Decyzja, jaka zapadła w Brukseli, cieszy też przewodniczącego Polskiego Stowarzyszenia Producentów Wyrobów Wędzonych Tradycyjnie Fryderyka Kapinosa, który w rozmowie z NaszymDziennikiem.pl podkreśla jednak, że na pełną radość przyjdzie czas, kiedy sprawa zostanie załatwiona definitywnie na korzyść polskich wędliniarzy.
Pozostaje bowiem jeszcze problem z wpisaniem na listę ministerialną, co jest dość skomplikowaną procedurą, a co za tym idzie – większość firm na pewno nie zdąży z załatwieniem wszystkich formalności do 1 września. – Teraz oczekujemy, że ministerstwo rolnictwa i instytucje, które odpowiadają za wpisanie wyrobów na tę listę, pomogą nam, przez co długa procedura, która niejednokrotnie może potrwać nawet do pięciu miesięcy, zostanie maksymalnie skrócona, oczywiście przy zachowaniu standardów.

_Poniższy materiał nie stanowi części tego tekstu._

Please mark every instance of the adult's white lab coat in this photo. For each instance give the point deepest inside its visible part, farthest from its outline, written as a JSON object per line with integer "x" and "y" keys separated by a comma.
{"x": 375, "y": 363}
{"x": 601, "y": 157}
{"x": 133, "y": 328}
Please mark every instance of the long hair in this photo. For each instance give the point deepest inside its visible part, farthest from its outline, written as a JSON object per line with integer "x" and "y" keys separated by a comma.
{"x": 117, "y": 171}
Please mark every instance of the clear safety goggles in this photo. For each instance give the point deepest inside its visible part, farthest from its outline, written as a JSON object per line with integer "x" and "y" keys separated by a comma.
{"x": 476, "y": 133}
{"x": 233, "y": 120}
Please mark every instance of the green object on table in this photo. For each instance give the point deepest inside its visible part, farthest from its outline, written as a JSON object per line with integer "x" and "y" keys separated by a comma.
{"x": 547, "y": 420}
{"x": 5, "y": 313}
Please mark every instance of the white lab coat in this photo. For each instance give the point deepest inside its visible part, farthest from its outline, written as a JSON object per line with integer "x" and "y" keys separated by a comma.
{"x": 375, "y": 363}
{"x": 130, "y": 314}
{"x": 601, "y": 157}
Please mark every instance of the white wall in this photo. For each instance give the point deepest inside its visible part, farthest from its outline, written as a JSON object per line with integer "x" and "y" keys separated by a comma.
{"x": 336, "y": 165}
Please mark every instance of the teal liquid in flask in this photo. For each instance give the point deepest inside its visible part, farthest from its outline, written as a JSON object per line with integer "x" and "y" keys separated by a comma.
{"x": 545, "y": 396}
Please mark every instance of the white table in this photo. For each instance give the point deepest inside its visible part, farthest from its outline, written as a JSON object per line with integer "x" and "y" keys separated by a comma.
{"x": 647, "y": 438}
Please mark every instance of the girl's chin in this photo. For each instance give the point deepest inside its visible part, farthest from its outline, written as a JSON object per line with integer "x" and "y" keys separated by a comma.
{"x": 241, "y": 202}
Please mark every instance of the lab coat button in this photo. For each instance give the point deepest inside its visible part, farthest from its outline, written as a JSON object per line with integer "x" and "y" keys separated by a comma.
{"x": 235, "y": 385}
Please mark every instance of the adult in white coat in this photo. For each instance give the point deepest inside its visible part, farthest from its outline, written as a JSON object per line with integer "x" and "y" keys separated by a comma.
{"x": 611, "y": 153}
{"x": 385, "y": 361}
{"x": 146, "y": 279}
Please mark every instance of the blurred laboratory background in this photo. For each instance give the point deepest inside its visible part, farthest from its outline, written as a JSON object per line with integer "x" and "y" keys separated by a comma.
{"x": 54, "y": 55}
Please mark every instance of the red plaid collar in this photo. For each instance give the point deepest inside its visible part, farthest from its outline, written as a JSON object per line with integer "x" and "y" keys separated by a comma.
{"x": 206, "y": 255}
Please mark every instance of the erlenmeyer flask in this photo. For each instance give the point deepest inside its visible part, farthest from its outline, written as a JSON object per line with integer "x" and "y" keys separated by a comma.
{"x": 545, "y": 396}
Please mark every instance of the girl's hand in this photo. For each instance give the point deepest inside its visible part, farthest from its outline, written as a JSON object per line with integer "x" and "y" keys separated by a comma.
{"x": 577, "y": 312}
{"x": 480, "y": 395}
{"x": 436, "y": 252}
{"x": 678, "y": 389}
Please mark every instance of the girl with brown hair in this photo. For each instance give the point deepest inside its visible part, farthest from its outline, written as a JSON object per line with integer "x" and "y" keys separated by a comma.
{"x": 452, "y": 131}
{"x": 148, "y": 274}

Zależy nam bowiem, aby w tych gorączkowych działaniach na liście nie znalazły się wyroby, które z tradycją nie mają nic wspólnego – zauważa Fryderyk Kapinos.
Dodaje, że najlepszym rozwiązaniem byłoby, aby do produkcji i sprzedaży zostały dopuszczone wyroby wędzone drewnem z drzew liściastych, a nie tylko te, które znajdują się na liście ministerstwa rolnictwa. W jego ocenie, problem jest poważny także z powodu ograniczeń możliwości eksportowych polskich producentów tradycyjnych wędlin. – To, że możemy produkować i sprzedawać tylko na kraj, to za mało. Wiele małych i średnich firm wędliniarskich sprzedawało swoje wyroby m.in. na Słowację, do Czech, do Włoch czy chociażby do Wielkiej Brytanii. Decyzja Komisji Europejskiej i bierna postawa naszego rządu sprawiają, że od września zamyka im się eksport, co oznacza ograniczenia produkcji. Nic więc dziwnego, że firmy czują się oszukane – wyjaśnia Fryderyk Kapinos. Problem także w tym, że derogacja będzie obowiązywać tylko przez trzy lata. W tym czasie firmy wędliniarskie mają się dostosować do wyznaczonych poziomów zawartości substancji smolistych w wyrobach wędzonych. Tymczasem w ocenie producentów, jeżeli produkt ma mieć tradycyjny smak i zapach – jak obecnie – spełnienie nowych unijnych norm nie będzie możliwe nigdy. Dlatego domagają się wypracowania takich przepisów, które nie będą zakazywały wędzenia wędlin w sposób naturalny drewnem drzew liściastych nad paleniskiem.